Mais l’influence d’Apple sur le web n’est pas toujours aussi positive, et en voici quelques exemples.
- En choisissant délibérément de ne pas respecter les spécifications du W3C et en ne retirant pas les préfixes –webkit- des propriétés CSS en cours de recommandation, Apple a initié tout un tollé menant à la disparition des préfixes navigateurs.
- Avec le lancement d’iBooks Author en début d’année, Apple a préféré lancer son propre format de livre numérique dérivé d’EPUB, plutôt que de contribuer au standard pour en faire bénéficier toute l’industrie.

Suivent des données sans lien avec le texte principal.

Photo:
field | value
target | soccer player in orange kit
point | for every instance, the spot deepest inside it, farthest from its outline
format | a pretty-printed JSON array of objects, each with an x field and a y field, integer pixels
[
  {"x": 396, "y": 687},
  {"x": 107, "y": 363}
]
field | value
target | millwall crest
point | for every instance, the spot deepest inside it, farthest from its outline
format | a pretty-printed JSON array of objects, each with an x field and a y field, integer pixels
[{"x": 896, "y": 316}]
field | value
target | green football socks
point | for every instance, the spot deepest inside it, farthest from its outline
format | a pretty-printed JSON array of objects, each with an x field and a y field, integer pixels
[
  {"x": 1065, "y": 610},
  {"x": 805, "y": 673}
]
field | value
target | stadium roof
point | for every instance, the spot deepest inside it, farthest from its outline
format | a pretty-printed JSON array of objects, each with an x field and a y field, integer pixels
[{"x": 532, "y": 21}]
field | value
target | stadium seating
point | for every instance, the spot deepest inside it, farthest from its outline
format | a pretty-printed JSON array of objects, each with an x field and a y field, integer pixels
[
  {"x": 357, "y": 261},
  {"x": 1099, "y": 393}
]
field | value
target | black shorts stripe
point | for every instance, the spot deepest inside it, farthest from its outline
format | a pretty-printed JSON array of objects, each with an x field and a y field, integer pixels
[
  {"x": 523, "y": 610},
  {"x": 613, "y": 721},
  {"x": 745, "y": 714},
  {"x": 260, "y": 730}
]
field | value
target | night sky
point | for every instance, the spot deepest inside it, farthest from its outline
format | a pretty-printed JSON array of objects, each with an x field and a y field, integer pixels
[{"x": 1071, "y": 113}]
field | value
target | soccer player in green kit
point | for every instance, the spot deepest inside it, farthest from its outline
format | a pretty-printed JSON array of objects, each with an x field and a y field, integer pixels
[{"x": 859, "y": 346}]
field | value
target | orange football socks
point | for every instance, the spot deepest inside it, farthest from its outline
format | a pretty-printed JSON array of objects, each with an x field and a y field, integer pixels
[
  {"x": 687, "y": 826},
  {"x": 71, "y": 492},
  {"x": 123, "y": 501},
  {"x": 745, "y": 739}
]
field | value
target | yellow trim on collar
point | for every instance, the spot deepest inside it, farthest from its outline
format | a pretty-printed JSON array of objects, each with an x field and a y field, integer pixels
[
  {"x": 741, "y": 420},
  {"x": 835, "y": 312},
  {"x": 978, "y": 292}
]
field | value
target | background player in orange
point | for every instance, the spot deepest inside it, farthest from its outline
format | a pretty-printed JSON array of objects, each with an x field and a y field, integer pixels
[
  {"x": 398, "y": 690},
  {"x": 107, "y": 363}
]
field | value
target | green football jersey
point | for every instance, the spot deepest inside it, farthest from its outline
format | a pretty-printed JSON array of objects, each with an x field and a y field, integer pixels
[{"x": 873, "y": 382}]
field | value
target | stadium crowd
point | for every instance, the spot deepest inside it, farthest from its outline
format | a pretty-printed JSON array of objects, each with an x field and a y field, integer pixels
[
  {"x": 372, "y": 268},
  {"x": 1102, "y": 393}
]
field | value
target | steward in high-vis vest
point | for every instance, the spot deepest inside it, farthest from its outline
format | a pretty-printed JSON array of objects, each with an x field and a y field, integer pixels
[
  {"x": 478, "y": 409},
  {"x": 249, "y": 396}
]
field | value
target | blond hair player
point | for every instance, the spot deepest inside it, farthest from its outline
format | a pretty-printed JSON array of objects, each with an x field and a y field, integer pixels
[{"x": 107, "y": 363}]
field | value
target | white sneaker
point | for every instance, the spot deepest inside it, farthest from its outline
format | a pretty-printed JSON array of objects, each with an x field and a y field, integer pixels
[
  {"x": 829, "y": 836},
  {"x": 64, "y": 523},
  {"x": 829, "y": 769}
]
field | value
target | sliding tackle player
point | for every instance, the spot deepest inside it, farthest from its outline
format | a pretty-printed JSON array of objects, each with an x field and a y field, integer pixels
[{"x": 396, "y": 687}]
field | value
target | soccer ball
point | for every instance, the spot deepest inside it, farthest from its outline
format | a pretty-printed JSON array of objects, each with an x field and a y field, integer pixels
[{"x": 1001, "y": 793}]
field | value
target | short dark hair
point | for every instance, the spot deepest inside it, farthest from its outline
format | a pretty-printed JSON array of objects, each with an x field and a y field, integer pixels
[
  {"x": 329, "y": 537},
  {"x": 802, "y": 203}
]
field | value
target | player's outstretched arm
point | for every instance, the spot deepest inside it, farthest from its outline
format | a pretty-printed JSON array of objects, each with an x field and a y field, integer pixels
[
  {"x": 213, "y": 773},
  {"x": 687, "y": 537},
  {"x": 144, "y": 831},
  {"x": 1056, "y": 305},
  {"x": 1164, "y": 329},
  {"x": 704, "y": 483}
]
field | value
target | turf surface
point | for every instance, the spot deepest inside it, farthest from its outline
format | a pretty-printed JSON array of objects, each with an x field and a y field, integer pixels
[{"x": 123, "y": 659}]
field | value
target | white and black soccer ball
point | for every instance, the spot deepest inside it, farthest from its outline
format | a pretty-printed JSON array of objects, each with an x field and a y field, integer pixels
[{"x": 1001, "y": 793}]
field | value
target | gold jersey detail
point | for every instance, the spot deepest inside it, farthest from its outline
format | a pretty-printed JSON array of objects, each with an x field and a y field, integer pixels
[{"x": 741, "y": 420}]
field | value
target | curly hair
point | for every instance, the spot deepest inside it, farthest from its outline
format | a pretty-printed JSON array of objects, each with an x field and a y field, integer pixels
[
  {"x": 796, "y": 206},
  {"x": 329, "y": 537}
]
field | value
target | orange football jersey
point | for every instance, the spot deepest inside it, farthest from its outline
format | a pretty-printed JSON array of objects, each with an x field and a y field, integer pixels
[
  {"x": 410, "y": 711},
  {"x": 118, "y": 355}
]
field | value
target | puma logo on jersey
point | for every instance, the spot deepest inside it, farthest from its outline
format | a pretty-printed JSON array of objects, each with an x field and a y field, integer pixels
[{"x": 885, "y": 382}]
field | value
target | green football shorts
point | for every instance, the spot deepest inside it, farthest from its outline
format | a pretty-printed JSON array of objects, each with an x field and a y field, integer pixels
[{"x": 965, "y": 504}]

On retrouve également une tripotée de propriétés CSS non standards qu’Apple a implémenté dans WebKit, sans aucune intention de les standardiser, au dépends des autres navigateurs et de l’éco-système ouvert du web.
- Le format vidéo ouvert WebM a été tué dans l’oeuf par Google, au profit du format H.264, format plébiscité par Apple et indispensable pour lire des vidéos sur le web sur iOS.
- Avec le lancement d’iOS 4.3, Apple a grandement amélioré le moteur JavaScript de Safari (Nitro). Sauf que ces améliorations ne sont pas disponibles pour des applications web en dehors de Safari (via une UIWebView ou un raccourci sur l’écran d’accueil). Résultat : le développement d’application web est souvent laissé de côté.